A simple WHERE function following FROM "Your Data Source Name" is needed here:

where "Order ID">10

Final code for the challenge 1

/Start!/
select "Customer Age"
, "Order ID"
/Split the 'Store-Bike' field into 'Store' and 'Bike'/
, split_part("Store - Bike",'-',1) as "Store Location"
, split_part("Store - Bike",'-',2) as "Bike Type"
/Clean up the 'Bike' field to leave just three values in the 'Bike' field (Mountain, Gravel, Road)/
, replace(replace(replace(replace(replace("Bike Type",'Mountaen','Mountain'),'Graval','Gravel'),'Rowd','Road'),'Gravle','Gravel'),'Rood','Road') as "Bike Type"
, "Existing Customer?"
, "Bike Value"
, "Date"
/Create two different cuts of the date field: 'quarter' and 'day of month'/
, year("Date") as "Year"
, day("Date") as "Day of Month"
from "AN_WK1"
/Remove the first 10 orders as they are test values/
where "Order ID">10
/Finish!/

/Looking for misspelled words in bike types/
select
split_part("Store - Bike",'-',2) as "Bike Type"
, count("Bike Type")
from "AN_WK1"
group by "Bike Type"
/Results: Mountaen, Graval, Rowd, Gravle, Rood/

Challenge 2, table 1

Cleaning up a field to leave only the letters only

For this part, I needed to delete any symbol that is not a letter from a field "Model". I used a REGEXP_REPLACE function, and had to COLLATE the field - collate("Model",'') - as Snowflake was struggling otherwise.
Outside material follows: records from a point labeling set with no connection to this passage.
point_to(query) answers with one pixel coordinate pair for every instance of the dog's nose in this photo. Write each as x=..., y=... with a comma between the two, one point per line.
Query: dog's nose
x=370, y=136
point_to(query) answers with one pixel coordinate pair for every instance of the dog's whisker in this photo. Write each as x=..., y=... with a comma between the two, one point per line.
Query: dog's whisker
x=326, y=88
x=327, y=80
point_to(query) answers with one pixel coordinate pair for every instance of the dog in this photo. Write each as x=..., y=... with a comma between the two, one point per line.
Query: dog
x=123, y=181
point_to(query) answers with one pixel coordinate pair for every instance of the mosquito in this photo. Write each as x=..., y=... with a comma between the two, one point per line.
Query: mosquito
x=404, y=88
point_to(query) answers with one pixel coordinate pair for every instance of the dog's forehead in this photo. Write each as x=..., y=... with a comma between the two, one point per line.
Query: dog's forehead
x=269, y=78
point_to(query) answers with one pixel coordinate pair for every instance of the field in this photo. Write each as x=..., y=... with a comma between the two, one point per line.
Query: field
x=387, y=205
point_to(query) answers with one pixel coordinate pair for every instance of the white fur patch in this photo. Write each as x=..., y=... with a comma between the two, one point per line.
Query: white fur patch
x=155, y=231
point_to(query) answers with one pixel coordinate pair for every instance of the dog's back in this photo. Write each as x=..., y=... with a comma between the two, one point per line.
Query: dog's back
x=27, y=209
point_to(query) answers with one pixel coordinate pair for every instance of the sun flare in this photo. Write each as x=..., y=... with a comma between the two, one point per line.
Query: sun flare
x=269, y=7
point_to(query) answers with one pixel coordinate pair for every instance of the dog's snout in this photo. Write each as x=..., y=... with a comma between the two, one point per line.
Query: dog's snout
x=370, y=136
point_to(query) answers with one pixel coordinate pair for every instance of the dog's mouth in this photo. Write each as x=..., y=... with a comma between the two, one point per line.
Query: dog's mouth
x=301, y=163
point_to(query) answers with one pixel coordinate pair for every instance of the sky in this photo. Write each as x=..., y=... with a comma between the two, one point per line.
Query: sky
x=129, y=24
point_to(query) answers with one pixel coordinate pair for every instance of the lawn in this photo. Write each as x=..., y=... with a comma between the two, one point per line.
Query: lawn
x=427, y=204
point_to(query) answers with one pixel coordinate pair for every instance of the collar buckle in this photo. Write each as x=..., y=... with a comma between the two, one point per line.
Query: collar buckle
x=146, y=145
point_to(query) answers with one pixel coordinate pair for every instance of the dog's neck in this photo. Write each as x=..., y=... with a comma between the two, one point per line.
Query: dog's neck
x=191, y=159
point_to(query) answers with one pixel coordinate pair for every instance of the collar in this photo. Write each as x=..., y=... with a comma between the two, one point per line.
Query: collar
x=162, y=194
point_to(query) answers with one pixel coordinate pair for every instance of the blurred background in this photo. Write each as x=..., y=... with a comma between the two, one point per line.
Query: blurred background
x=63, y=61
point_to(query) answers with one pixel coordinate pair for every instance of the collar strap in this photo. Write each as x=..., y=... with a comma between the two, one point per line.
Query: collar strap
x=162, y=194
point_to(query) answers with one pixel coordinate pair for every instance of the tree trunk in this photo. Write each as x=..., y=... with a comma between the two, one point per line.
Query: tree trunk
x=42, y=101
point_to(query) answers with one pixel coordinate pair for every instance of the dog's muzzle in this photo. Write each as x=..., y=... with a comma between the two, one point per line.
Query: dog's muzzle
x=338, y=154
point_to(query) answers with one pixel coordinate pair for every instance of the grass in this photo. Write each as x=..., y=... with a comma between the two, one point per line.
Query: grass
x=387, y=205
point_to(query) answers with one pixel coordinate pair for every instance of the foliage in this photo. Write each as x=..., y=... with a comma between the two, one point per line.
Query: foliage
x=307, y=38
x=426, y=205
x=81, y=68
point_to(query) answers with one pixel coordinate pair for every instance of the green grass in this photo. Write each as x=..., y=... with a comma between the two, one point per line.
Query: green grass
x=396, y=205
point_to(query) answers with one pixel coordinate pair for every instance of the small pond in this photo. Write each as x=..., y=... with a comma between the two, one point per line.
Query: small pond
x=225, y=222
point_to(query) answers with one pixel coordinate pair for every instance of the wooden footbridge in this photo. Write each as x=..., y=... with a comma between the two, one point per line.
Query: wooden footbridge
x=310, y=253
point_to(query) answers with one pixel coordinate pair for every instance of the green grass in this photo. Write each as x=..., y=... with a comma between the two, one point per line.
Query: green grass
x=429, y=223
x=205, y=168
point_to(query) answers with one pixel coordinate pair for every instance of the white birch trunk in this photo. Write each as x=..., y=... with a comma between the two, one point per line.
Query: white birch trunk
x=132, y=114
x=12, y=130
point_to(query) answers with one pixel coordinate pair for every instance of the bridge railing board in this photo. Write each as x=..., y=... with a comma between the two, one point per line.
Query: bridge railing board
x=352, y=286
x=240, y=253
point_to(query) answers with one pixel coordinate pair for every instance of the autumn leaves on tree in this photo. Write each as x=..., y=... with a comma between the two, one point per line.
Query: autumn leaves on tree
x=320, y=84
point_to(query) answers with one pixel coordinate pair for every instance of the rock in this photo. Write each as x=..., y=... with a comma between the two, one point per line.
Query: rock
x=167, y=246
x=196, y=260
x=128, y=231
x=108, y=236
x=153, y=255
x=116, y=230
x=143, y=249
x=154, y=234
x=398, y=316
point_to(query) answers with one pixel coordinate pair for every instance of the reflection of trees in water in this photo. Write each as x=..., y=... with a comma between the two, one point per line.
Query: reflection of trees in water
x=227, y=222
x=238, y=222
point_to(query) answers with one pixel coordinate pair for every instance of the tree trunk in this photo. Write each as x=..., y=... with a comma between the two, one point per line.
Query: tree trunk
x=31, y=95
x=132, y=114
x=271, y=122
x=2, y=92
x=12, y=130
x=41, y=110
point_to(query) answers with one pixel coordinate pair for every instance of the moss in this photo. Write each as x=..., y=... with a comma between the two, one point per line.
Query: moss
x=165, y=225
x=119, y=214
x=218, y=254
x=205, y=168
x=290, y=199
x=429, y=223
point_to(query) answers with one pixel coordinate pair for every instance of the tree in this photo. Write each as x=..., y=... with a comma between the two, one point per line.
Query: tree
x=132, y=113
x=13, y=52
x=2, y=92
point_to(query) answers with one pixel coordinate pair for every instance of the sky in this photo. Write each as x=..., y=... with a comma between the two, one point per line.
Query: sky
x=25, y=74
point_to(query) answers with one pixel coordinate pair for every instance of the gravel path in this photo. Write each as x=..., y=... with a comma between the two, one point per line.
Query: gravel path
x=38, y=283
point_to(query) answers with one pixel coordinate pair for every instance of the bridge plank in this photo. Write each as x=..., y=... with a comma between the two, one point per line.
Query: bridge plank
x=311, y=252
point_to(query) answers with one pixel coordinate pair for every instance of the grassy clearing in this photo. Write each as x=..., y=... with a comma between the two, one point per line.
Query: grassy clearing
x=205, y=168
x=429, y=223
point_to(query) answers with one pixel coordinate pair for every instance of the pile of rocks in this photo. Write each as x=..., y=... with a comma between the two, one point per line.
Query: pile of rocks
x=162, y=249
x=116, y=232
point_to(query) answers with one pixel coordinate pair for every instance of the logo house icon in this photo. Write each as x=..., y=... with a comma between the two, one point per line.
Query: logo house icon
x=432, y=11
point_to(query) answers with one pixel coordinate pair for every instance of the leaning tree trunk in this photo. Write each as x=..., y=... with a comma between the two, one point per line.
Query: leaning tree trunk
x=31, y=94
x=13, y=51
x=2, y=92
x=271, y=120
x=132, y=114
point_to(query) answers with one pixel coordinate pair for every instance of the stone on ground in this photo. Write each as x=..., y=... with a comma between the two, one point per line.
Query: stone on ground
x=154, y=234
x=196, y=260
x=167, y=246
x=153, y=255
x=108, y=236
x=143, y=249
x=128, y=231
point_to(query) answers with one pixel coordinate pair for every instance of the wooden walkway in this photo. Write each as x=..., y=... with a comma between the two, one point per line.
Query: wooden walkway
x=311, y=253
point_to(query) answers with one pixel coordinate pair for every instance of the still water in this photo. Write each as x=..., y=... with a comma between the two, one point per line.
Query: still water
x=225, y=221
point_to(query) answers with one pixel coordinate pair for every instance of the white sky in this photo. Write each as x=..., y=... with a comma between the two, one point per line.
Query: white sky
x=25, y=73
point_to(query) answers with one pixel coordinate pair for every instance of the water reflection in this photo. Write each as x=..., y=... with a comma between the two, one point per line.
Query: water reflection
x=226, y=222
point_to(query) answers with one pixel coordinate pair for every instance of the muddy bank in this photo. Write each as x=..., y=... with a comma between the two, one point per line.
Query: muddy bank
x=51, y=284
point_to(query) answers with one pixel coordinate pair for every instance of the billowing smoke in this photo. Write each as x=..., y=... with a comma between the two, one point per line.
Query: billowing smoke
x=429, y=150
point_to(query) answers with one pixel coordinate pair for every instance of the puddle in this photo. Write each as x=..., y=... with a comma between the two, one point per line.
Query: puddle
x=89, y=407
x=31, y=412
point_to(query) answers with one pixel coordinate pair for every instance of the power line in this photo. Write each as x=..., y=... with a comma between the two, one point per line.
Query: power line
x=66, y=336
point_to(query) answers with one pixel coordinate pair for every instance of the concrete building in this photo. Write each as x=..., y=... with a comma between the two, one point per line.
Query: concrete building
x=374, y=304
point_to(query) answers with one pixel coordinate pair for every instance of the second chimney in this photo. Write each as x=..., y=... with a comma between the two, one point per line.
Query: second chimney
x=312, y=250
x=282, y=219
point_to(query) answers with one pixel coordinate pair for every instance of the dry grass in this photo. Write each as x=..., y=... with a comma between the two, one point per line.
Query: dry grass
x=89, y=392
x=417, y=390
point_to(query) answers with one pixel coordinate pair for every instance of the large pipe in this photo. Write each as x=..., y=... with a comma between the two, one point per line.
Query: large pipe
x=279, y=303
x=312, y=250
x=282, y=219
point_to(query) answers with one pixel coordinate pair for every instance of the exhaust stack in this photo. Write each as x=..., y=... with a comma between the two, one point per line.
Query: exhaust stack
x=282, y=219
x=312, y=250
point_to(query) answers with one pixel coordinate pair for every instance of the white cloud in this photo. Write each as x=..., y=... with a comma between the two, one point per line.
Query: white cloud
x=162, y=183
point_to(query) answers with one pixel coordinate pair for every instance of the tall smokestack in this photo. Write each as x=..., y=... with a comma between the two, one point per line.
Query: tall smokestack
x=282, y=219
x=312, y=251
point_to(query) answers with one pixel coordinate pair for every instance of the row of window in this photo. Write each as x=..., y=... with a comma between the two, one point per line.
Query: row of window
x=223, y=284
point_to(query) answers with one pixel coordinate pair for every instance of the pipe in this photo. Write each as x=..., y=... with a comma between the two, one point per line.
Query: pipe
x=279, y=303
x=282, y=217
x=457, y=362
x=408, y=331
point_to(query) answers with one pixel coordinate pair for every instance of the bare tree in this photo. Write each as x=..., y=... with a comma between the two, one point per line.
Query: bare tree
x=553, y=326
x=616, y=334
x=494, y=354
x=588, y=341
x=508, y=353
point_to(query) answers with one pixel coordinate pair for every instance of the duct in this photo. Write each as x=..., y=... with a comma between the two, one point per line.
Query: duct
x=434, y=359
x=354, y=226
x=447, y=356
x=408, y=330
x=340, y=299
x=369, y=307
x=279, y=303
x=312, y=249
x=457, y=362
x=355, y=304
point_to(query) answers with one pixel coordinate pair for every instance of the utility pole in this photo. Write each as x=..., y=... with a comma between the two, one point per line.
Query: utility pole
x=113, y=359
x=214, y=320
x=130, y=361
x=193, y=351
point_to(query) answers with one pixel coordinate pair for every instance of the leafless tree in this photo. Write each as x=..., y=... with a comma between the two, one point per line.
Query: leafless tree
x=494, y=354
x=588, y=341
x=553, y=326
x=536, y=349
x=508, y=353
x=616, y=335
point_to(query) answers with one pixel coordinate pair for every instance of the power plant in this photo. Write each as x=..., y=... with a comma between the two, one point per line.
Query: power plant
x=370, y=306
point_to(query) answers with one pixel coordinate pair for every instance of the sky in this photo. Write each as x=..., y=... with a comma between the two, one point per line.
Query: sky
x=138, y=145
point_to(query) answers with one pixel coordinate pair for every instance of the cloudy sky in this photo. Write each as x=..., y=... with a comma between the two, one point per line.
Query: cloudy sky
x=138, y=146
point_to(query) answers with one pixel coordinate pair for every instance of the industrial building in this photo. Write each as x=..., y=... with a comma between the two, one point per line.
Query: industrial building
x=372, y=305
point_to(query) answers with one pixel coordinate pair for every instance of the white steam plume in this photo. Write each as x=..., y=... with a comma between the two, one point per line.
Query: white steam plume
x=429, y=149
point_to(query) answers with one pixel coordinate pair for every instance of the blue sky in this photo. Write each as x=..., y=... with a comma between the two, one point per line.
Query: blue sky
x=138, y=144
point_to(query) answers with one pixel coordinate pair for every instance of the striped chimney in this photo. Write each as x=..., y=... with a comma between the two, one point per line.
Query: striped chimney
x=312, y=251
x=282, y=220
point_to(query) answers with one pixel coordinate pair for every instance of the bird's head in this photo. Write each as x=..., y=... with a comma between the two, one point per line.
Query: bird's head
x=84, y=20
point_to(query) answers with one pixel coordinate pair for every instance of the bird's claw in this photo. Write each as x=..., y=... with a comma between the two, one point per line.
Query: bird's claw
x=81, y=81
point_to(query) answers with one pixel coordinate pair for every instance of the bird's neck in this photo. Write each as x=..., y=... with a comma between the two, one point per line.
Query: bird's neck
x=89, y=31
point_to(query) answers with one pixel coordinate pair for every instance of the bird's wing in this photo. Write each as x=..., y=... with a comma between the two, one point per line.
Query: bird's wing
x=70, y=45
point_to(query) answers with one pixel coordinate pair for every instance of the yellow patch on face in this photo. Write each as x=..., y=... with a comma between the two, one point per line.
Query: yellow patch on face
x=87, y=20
This code comes after SELECT.

regexp_replace(collate("Model",''), '[^a-zA-Z]', '') as "Brand"

Working out the Order Value using Value per Bike and Quantity

After SELECT, we have a calculation:

, "Value per Bike"*"Quantity" as "Order Value"

Aggregating Value per Bike, Order Value and Quantity by Brand and Bike Type to form: Quantity Sold, Order Value and Average Value Sold per Brand, Type

Note that the first line is taken from above and a SUM is added to it.

, sum("Value per Bike"*"Quantity") as "Order Value"

, sum("Quantity") as "Quantity Sold"

, avg("Value per Bike") as "Average Value Sold per Brand, Type"

from "AN_WK2"

group by "Brand"

, "Bike Type"

Final code for the challenge 2, table 1

select
/Clean up the Model field to leave only the letters to represent the Brand of the bike/
regexp_replace(collate("Model",''), '[^a-zA-Z]', '') as "Brand"
, "Bike Type"
/Workout the Order Value using Value per Bike and Quantity/
, sum("Value per Bike"*"Quantity") as "Order Value"
/*Aggregate Value per Bike, Order Value and Quantity by Brand and Bike Type to form:
- Quantity Sold
- Order Value
- Average Value Sold per Brand, Type*/
, sum("Quantity") as "Quantity Sold"
/* Order Value already aggregated*/
/Round any averaged values to one decimal place/
, round((avg("Value per Bike")),1) as "Average Value Sold per Brand, Type"
from "AN_WK2"
group by "Brand"
, "Bike Type"

Challenge 2, table 2

Calculating Days to ship

A simple DATEDIFF function that comes after SELECT was required here:

, datediff('day',"Order Date","Shipping Date") as "Average Days to Ship"

Aggregating Order Value, Quantity and Days to Ship by Brand and Store to form: Total Quantity Sold, Total Order Value and Average Days to Ship

Similar to the first table's calculations:

, sum("Value per Bike""Quantity") as "Order Value"
, sum("Quantity") as "Quantity Sold"
, avg(datediff('day',"Order Date","Shipping Date")) as "Average Days to Ship"
from "AN_WK2"
group by "Brand"
, "Store"

Rounding any averaged values

Let's round our Average Days to Ship:

, round(avg(datediff('day',"Order Date","Shipping Date")),1) as "Average Days to Ship"

Final code for the challenge 2, table 2

select
regexp_replace(collate("Model",''), '[^a-zA-Z]', '') as "Brand"
, "Store"
/*Aggregate Order Value, Quantity and Days to Ship by Brand and Store to form:
- Total Quantity Sold
- Total Order Value
- Average Days to Ship*/
, sum("Value per Bike"*"Quantity") as "Total Order Value"
, sum("Quantity") as "Total Quantity Sold"
/Round any averaged values to one decimal place/
/Calculate Days to ship by measuring the difference between when an order was placed and when it was shipped, aggreagete/
, round(avg(datediff('day',"Order Date","Shipping Date")),1) as "Average Days to Ship"
from "AN_WK2"
group by "Brand"
, "Store"

And that's all for the two challenges!